Mrs. Cecilia Bannerman, Minister of Mines, said this at a dinner on Tuesday, organized by GGL, a subsidiary of South African-based GoldFields Limited, to mark the commissioning of its new 160 million-dollar SAG Mill and Carbon-in-Leach (CIL) Plant, which is expected to increase the company's gold recovery rate from the current 70 per cent to 96 per cent.
The SAG Mill and CIL Plant, sited at the Tarkwa Mines, makes several receptacles containing different chemicals like cyanide, into which the gold ore would be poured and the extracted gold is kept within the receptacle. This is different from the Heap Leaching process in which the extraction was done outside and some of the gold lost in the process.
The Minister noted that when Goldfields took over the Tarkwa and Abosso mines in 1993, they had only two years life span. However, but the company, through heavy capital investment over the years, good management practices and technical know-how, had given the company over 20 years life span, Mrs Bannerman said.
She noted that, in addition to the heavy investment in the Tarkwa and Abosso Mines, the company had proposed to extend the life span of Daman Mines, its new interest, by investing up to 294 million dollar (2.65 trillion cedis) in the 2004/2005 fiscal year.
"This obviously is a further demonstration of the company's confidence in Ghana as a conducive place for investment and good business. It is also a reflection of the current heightened interest in the mining industry in Ghana as evidenced by the entry of world class companies like Newmont, Anglogold, Red Back and Randgold."
Mrs. Bannerman said while government recognized the significant direct contribution of the mining sector to the overall economy, the focus of government policy now was to ensure that the industry stimulated and promoted sustainable economic development not only of the country generally, but also specifically of the mining areas.
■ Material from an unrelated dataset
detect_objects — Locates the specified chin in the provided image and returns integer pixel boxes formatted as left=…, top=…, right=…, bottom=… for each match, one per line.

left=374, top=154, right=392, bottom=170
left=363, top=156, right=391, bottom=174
She observed that the mining companies had been co-operative with government in achieving those policy goals by making creative interventions in their local communities to meet their corporate social responsibility objectives of improving the lives of the people and laying the foundation for sustainable development locally.
"I am pleased to say that fresh initiatives are being taken by the Chamber of Mines and the Ministry of Mines to improve consultative interaction with DCEs and chiefs in the mining communities for increased effective long term development of the communities," she said.
Mr Yaw Osafo-Maafo, Minister of Finance and Economic Planning, noted that the government had over the past four years sought to create a conducive environment for doing business, characterized by free speech and stable economy.
He said he was pleased that companies like Goldfields had taken advantage of that to do profitable business in Ghana.
The Minister said the mining sector was one of three major sectors selected by the government for special attention in the process to achieve the positive change goal, "and that is a prudent decision because Ghana is endowed with natural mineral resource".
Mr Osafo-Maafo said the mining industry had over the past few years witnessed tremendous growth, paying very high dividends and taxes at increasing yearly rates to government and assured them of government's support.
Mr Alan Wright, Deputy Director of Goldfields Limited, the mother company of GGL, assured the government of the company's commitment to sustainable mining that took full account of the need to operate in safe, socially and environmentally responsible manner for the benefit of all stakeholders.
He said Goldfields acknowledged that "for mining to be successful it is important that all stakeholders benefit - mining companies and shareholder must make an attractive return on their investment and the country where the company operates must benefit from employment generation, development of secondary industry, taxes, royalties and foreign exchange earnings".